Water-Weakening Effects on the Failure Behavior of Mudstones

The influence of water on rock deformation and failure behavior is a critical variable to consider when developing unconventional shale reservoirs. To better understand this effect, we conducted a series of triaxial compression tests on four mudstone lithofacies, namely siliceous calcareous mudstones, siliceous mudstones, calcareous mudstones, and carbonate-rich mudstones from the Naparima Hill Formation, under water-saturated conditions at confining pressures up to 130 MPa. Our results showed that the mudstones displayed brittle, brittle–ductile transition, and ductile failure behaviors as the confining pressure increased.
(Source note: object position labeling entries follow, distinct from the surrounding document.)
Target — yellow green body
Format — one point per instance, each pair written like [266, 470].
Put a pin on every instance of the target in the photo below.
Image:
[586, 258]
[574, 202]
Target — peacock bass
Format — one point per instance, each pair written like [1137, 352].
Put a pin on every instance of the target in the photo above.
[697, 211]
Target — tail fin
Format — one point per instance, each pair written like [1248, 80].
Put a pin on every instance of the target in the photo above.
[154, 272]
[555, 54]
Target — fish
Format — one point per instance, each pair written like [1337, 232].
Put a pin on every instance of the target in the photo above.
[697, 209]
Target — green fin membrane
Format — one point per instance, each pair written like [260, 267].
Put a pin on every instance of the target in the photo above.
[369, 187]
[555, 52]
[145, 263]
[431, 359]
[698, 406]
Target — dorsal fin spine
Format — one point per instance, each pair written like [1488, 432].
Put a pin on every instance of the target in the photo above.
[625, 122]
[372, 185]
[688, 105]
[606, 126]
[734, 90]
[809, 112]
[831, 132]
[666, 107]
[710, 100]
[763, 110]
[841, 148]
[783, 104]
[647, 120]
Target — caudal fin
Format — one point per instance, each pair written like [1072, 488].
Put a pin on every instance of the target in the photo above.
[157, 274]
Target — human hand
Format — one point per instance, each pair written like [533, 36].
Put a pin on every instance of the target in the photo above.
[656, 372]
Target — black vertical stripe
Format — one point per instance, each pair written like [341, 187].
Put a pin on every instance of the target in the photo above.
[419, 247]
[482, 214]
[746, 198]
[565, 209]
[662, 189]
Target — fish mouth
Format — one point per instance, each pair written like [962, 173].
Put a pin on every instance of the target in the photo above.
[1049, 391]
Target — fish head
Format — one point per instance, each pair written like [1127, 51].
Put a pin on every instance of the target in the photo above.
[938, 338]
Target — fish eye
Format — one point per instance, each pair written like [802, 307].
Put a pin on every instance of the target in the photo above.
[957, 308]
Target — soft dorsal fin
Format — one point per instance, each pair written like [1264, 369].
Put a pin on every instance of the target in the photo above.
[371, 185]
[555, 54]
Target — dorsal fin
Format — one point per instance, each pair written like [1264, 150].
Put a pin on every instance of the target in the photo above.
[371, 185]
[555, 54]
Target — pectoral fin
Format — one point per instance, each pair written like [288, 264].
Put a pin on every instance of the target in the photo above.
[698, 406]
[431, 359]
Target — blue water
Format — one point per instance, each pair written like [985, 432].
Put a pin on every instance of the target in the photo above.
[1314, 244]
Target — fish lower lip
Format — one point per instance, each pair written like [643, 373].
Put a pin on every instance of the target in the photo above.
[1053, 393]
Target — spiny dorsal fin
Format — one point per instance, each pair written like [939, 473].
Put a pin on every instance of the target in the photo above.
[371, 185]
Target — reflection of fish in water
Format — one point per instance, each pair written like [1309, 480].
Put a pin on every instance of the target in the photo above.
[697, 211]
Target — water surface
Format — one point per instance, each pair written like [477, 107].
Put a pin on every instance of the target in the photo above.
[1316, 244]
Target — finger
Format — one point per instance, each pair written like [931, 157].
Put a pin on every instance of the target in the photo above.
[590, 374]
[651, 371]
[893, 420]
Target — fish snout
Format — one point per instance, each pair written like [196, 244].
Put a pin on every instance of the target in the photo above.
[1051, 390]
Mudstones with low strength, high porosity, and high silica and clay contents exhibited a strong water-weakening effect, leading to a significant reduction in failure strength. Conversely, high strength, low porosity, and carbonate-rich mudstones showed minor water-weakening effects. We also developed a failure behavior model to predict the brittle, brittle–ductile transition, and ductile zones in the mudstones. The model showed that the transition from brittle to ductile behavior occurs over a wide range of confining pressures, and it occurs at a lower pressure threshold in saturated compared to dry conditions. Additionally, the model suggests that the presence of water results in a wider transition zone between brittle and ductile behavior, as well as a larger ductile zone. Overall, our findings suggest that the water-weakening effect can significantly decrease the depth at which the brittle–ductile transition occurs in mudstones, emphasizing the importance of considering water as a critical variable in rock deformation and failure behavior.